The Military and Militarism in Israeli Society
Title | The Military and Militarism in Israeli Society PDF eBook |
Author | Edna Lomsky-Feder |
Publisher | State University of New York Press |
Pages | 334 |
Release | 2012-02-01 |
Genre | History |
ISBN | 0791493415 |
The Military and Militarism in Israeli Society systematically examines the cultural and social construction of 'things military' within Israel. Contributors from comparative literature, film studies, sociology, anthropology, geography, history, and cultural studies explore the arenas in which the centrality of military matters are produced and reproduced by the state and by other public bodies. Analysis is presented using three perspectives: the production and reproduction of collective representations; the dynamics of gender, voice, and resistance; and the construction of individual life-worlds.

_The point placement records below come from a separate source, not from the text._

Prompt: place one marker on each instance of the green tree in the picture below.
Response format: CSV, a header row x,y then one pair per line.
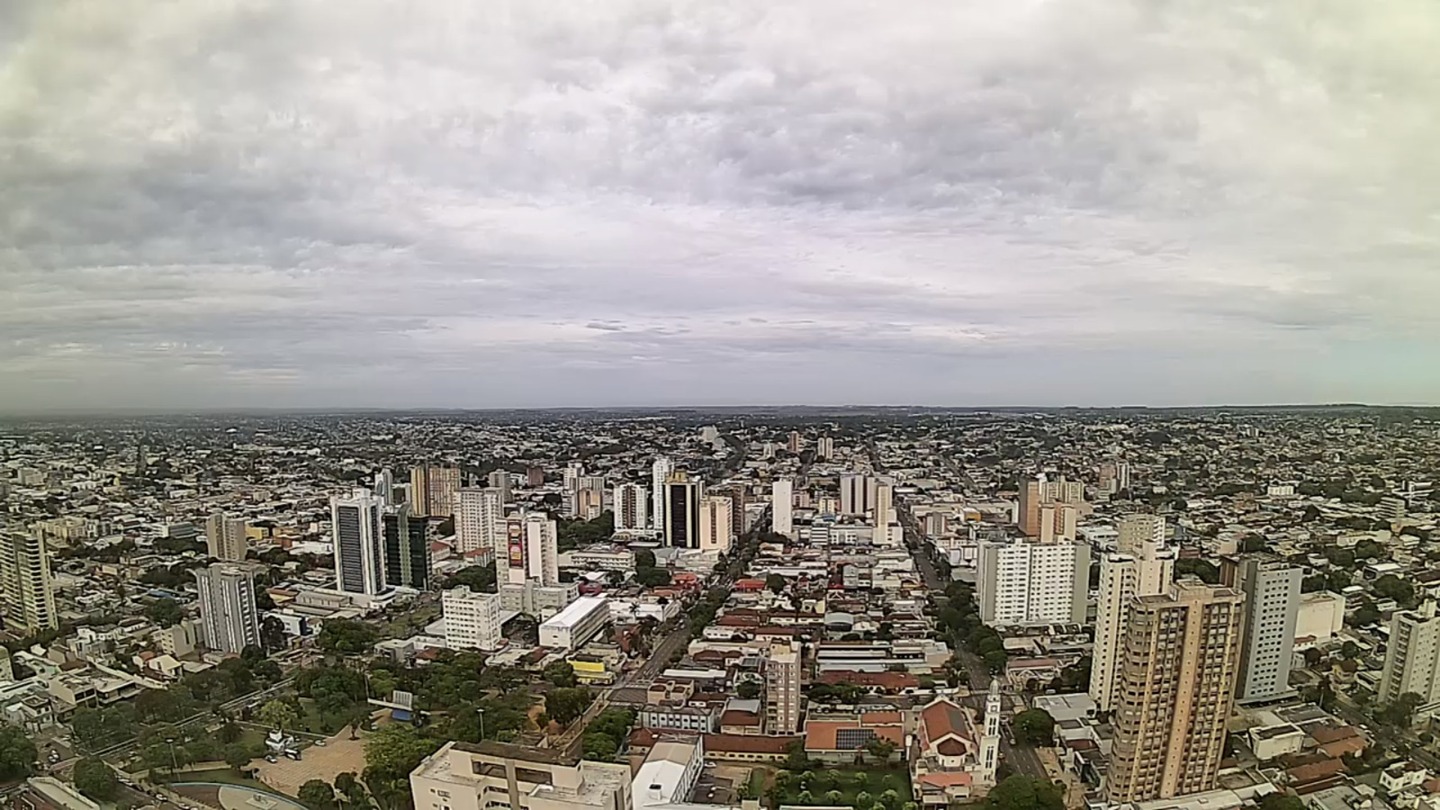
x,y
599,747
236,755
347,637
1026,793
317,794
164,611
278,714
1034,727
565,705
1280,802
95,780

Militarism and the Indo-Europeanizing of Europe
Title | Militarism and the Indo-Europeanizing of Europe PDF eBook |
Author | Robert Drews |
Publisher | Taylor & Francis |
Pages | 295 |
Release | 2017-05-12 |
Genre | History |
ISBN | 1351982427 |
This book contends that Indo-European languages came to Greece, central Europe, southern Scandinavia and northern Italy no earlier than ca. 1600 BC, brought by the first military men whom Europeans had seen. That the Greek, Keltic, Italic and Germanic sub-groups of Indo-European originated in the middle of the second millennium BC is a controversial idea. Most Indo-Europeanists date the origin a thousand years earlier, and some archaeologists would place it before 5000 BC, as agriculture spread through Europe. Here Robert Drews argues that the Indo-European languages came into Europe via military conquests, and that militarism – a man’s pride in his weapons and in his status as a warrior - began with the employment of horse-drawn chariots in battle.